Prof. Michael Weintraub, former head of Hadassah's Pediatric Hemato-Oncology Department attends a press conference protest tent in Sacher Park, Jerusalem, June 4, 2017 (Yonatan Sindel/Flash90)
Prof. Michael Weintraub, former head of Hadassah’s Pediatric Hemato-Oncology Department attends a press conference protest tent in Sacher Park, Jerusalem, June 4, 2017 (Yonatan Sindel/Flash90)

Yedioth’s scathing criticism of the former Hadassah doctors includes a prominently featured page 2 op-ed by a bereaved father whose son died of cancer earlier this year.

Avidan Kalfa describes the ongoing management crisis with Hadassah’s doctors as “waking up to a nightmare.”

“I understand the struggle of the parents,” writes Kalfa. “The same parents who received news that no parent ever wants to hear are now being told by their physician who is supposed to be saving their child’s life that if they stay at Hadassah, their child could die.”

The ongoing management crisis is also featured on the front page of Israel Hayom, which highlights victims of the ongoing spat: Hadassah’s youngest cancer patients.

“I and hundreds of other pediatric patients in Jerusalem are left without a ‘home’ for our cancer treatment,” says 17-year-old patient Ofer Avraham in a special column. “I just want to yell at all of them and tell them to grow up! We’re the ones who are kids, you’re supposed to be the adults here.”

“We’re fighting for our lives, we suffer a lot and we simply want someone to hear our plea for help,” he writes. “I really hope they don’t wake after it’s too late.”

Wednesday’s papers are also dominated by the investigation into Israel’s largest telecommunications operator by the Securities Authority.

Along with Haaretz, Yedioth reports that Shaul Elovitch, the controlling shareholder and chairman of Bezeq, was questioned for over 15 hours on Tuesday, after the company’s Tel Aviv offices were raided by the ISA.

At the center of the probe is the NIS 680 million ($193 million) cash acquisition of Yes shares by Bezeq from Elovitch in 2015, Calcalist reported, a deal that was opposed by many of Bezeq’s institutional investors.

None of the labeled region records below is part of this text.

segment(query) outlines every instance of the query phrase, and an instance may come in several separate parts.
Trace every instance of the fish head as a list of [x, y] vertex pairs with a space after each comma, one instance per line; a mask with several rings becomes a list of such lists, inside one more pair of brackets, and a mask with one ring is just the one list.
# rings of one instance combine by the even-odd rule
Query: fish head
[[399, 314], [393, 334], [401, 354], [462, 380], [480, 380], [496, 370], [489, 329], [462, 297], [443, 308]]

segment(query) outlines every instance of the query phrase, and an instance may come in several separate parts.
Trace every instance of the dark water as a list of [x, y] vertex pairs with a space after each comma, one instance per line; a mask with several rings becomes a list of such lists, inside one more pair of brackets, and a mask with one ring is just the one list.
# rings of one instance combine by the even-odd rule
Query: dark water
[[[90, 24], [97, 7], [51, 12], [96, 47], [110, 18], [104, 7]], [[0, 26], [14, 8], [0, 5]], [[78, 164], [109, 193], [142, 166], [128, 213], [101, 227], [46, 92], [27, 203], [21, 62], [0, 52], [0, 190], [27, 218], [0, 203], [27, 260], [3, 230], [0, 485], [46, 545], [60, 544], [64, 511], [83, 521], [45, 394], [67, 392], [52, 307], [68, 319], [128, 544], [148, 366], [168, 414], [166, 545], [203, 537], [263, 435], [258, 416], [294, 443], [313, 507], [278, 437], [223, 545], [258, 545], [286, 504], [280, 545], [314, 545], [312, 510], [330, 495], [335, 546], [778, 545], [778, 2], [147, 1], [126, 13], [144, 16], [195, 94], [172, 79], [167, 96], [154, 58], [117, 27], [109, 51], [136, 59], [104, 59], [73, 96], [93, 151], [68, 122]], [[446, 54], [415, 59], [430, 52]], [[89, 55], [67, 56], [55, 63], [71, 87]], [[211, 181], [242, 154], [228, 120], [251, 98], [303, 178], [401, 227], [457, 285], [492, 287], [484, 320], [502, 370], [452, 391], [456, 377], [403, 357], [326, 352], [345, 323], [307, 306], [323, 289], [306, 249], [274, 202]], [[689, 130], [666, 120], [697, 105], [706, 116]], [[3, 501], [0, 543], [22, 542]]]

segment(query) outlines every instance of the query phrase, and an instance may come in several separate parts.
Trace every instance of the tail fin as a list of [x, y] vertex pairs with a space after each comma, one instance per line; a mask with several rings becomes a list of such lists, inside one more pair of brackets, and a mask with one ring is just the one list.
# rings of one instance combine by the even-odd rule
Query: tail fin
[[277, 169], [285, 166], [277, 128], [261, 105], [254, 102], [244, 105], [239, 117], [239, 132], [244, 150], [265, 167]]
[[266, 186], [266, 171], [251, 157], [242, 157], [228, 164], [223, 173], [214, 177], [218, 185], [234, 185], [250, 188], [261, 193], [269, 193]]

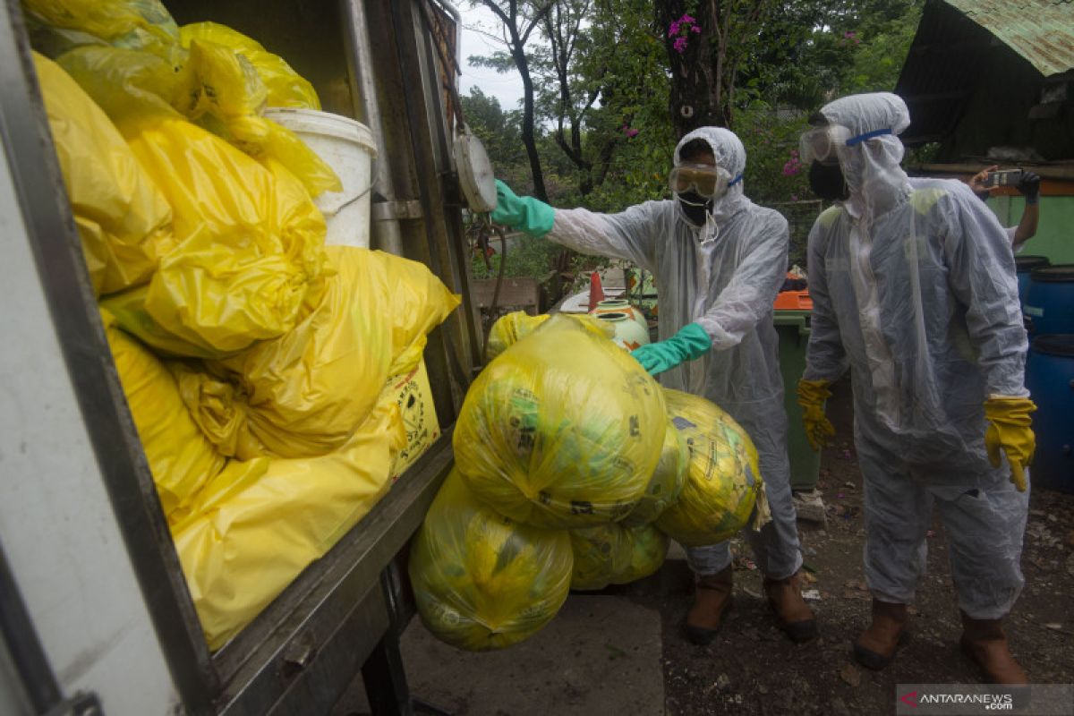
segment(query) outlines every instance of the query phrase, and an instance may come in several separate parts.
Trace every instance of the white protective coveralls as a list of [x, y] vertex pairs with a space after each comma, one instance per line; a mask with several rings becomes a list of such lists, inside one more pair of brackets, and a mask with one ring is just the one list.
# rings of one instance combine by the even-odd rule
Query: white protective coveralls
[[[702, 127], [679, 142], [709, 143], [716, 164], [741, 176], [745, 148], [729, 130]], [[787, 415], [783, 407], [772, 303], [787, 266], [787, 221], [743, 194], [742, 181], [715, 200], [707, 225], [691, 224], [673, 200], [632, 206], [620, 214], [583, 208], [555, 210], [547, 238], [581, 253], [633, 261], [655, 276], [659, 291], [659, 337], [670, 338], [697, 322], [712, 339], [705, 356], [658, 376], [667, 388], [715, 403], [746, 430], [757, 447], [772, 522], [746, 530], [766, 576], [784, 579], [801, 566], [790, 500]], [[730, 564], [727, 543], [686, 551], [691, 568], [713, 574]]]
[[984, 443], [985, 399], [1028, 395], [1011, 242], [961, 181], [909, 179], [900, 169], [895, 134], [910, 116], [899, 97], [847, 97], [821, 113], [854, 137], [890, 131], [840, 146], [851, 196], [821, 215], [809, 239], [804, 378], [851, 370], [869, 588], [882, 601], [913, 600], [934, 505], [959, 605], [999, 618], [1024, 583], [1029, 501]]

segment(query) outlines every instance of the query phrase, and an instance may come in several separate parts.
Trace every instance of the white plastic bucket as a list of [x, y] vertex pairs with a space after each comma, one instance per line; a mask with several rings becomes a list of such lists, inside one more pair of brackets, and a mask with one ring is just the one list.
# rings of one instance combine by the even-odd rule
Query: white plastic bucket
[[343, 191], [325, 191], [314, 199], [328, 224], [324, 243], [368, 248], [372, 163], [377, 156], [369, 128], [316, 109], [268, 107], [265, 117], [297, 134], [343, 182]]

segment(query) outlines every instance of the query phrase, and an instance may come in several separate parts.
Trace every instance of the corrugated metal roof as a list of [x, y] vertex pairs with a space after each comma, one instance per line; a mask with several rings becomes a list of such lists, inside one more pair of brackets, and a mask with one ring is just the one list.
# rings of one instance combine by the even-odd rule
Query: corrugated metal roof
[[945, 0], [1045, 77], [1074, 68], [1074, 0]]

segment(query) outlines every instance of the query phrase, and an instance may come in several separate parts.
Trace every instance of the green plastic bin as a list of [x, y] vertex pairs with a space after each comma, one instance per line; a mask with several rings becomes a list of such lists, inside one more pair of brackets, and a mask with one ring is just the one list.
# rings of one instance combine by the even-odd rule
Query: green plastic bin
[[809, 310], [775, 309], [775, 332], [780, 336], [780, 372], [783, 375], [783, 405], [787, 409], [787, 451], [790, 455], [790, 488], [813, 489], [821, 479], [821, 452], [806, 439], [802, 409], [798, 405], [798, 380], [806, 371], [809, 345]]

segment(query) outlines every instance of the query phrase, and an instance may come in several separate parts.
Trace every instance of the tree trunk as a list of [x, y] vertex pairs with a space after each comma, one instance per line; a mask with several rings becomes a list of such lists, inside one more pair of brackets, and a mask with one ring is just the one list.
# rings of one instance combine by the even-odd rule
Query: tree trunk
[[[657, 0], [656, 20], [664, 31], [664, 45], [671, 68], [671, 94], [668, 108], [671, 122], [679, 136], [697, 129], [715, 125], [726, 127], [726, 112], [722, 77], [726, 71], [720, 64], [720, 38], [717, 32], [719, 2], [706, 0], [695, 15], [700, 32], [686, 31], [670, 34], [669, 29], [683, 15], [688, 14], [686, 0]], [[685, 36], [685, 43], [680, 38]], [[680, 48], [676, 42], [680, 41]], [[684, 47], [682, 45], [685, 44]], [[680, 52], [681, 49], [681, 52]]]

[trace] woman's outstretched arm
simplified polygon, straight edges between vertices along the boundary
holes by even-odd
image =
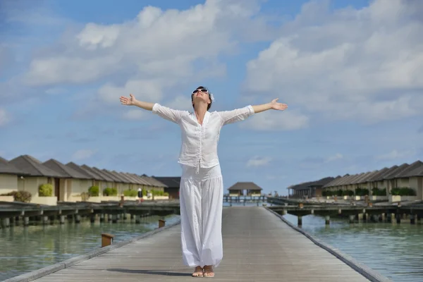
[[[274,109],[283,111],[288,108],[286,104],[278,103],[279,98],[272,100],[270,103],[263,104],[262,105],[252,106],[252,109],[255,114],[260,113],[262,111]]]
[[[238,121],[241,121],[249,116],[267,111],[271,109],[275,110],[283,111],[288,108],[286,104],[278,103],[278,99],[274,99],[270,103],[263,104],[262,105],[247,106],[241,109],[236,109],[232,111],[218,111],[223,121],[223,125],[233,123]]]
[[[121,103],[123,105],[136,106],[145,110],[152,111],[154,114],[175,123],[179,123],[182,116],[188,113],[186,111],[174,110],[157,103],[138,101],[132,94],[130,94],[130,98],[121,97]]]
[[[147,111],[152,111],[153,106],[154,106],[154,103],[149,103],[147,102],[138,101],[135,99],[134,95],[132,94],[129,94],[130,98],[121,96],[121,103],[123,105],[126,106],[136,106],[141,109],[144,109]]]

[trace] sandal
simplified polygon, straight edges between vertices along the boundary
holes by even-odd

The merger deal also got the go-ahead in 2015 from then-acting communications minister, Prime Minister Benjamin Netanyahu. Elovitch is a personal friend of Netanyahu, and the prime minister was later ordered to refrain from dealing with matters relating to companies controlled by Elovitch to avoid a conflict of interest.

Both papers note that ISA chairman Shmuel Hauser said Tuesday that the high profile of the suspects would not affect the investigation into the suspected criminal irregularities at Bezeq, suggesting Elovitch’s connection to Netanyahu won’t earn him any favors with the state regulator.

“We do not go easier on celebrities either in enforcement or treatment. We go easy on regulation where possible and we enforce the law when we need to. It always disappoints us to find that controlling shareholders in public companies forget that the shareholders in the public are their partners,” he said.